Is “the” Seat Spoiling my “Seat”? Cycling and Your Bottom Line

As avid spinners (indoor cycling) ourselves, we get the “my bottom has gone numb sensation.” We also get the “um, things don’t feel so comfortable in the saddle” sensation. However, the bottom line is that your bottom line can tolerate a whole lot. While the pressure from constant sitting in a somewhat awkward position can cause numbness, it should not cause any long-term damage or have a negative impact on your sex life. And let’s face it, unless you are doubling and tripling (a.k.a. two or three back-to-back cycling classes), you are never in the saddle for more than 60 minutes, tops. However, if you are finding the ride particularly rough on your rear, here are some tips on how to smooth it out…

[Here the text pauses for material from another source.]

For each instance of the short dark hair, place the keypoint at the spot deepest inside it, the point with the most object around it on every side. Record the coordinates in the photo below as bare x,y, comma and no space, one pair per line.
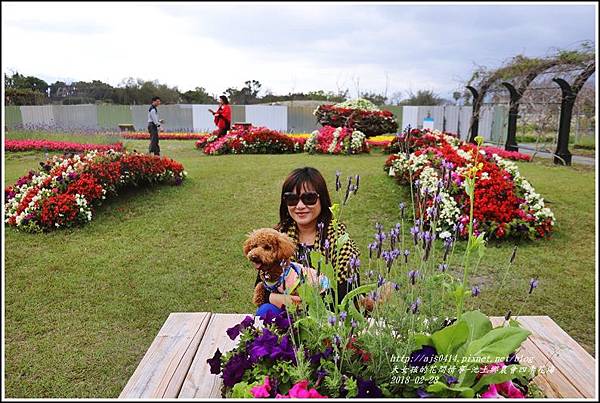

  1. Chafing: Thigh, bottom, and vaginal rubbing can happen to the best of us. And when it does happen, it can burn—big time. The best way to treat this is to apply Vaseline, Body Glide, or Aquaphor both pre- and post-ride. Keep the area lubricated, and make sure that all parts glide past each other without any friction!
  2. Outfit Change: While you may like the way a pair of pants looks, not every pair of pants was meant to go for a spin! Some are more comfortable than others. Try out different brands, materials, and sizes. Consider investing in a pair that has a cushioned bottom.
  3. Adjust Bike Settings: How you set up your bike can impact your body, from your head right down to your toes (and bottom). If things don’t feel right, don’t be afraid to readjust AND to ask a professional (a.k.a. the teacher or the studio staff) if things look right. Altering the position of the bike can change body mechanics and positioning. This alone can help combat some of the discomfort riders can experience. Different angles = different pressure points = no more discomfort.  If this doesn’t work, then consider adding extra padding to the seat. Most cycling studios have extra seat covers to give you extra padding if you need.
  4. Don’t be stationary: Although this may sound ironic, when sitting on a stationary spin bike, changing positions (from the saddle to second or third) can help get the blood flowing to different parts of your lower bottom. This can relieve the pressure on your bottom in a big way.
  5. Time it: When you ride and when you shave or wax is important. It’s probably not a great idea to do a class after getting a Brazilian wax. Following hair removal, the skin can be raw and sensitive. Sitting on a bike immediately after may not be the best idea.
  6. Space it out: No matter how much you love to ride (trust us, we get it!), it’s not a bad idea to take a break occasionally. A day off your bottom can often alleviate some of the discomfort. Additionally, it’s not a bad to explore new activities…you never know what you might find!

The upside to your rear side is that, for most riders, your bottom becomes pretty well acquainted with the saddle after a few rides. So keep on spinning. Who knows, your bottom may actually benefit from a couple of cycling classes.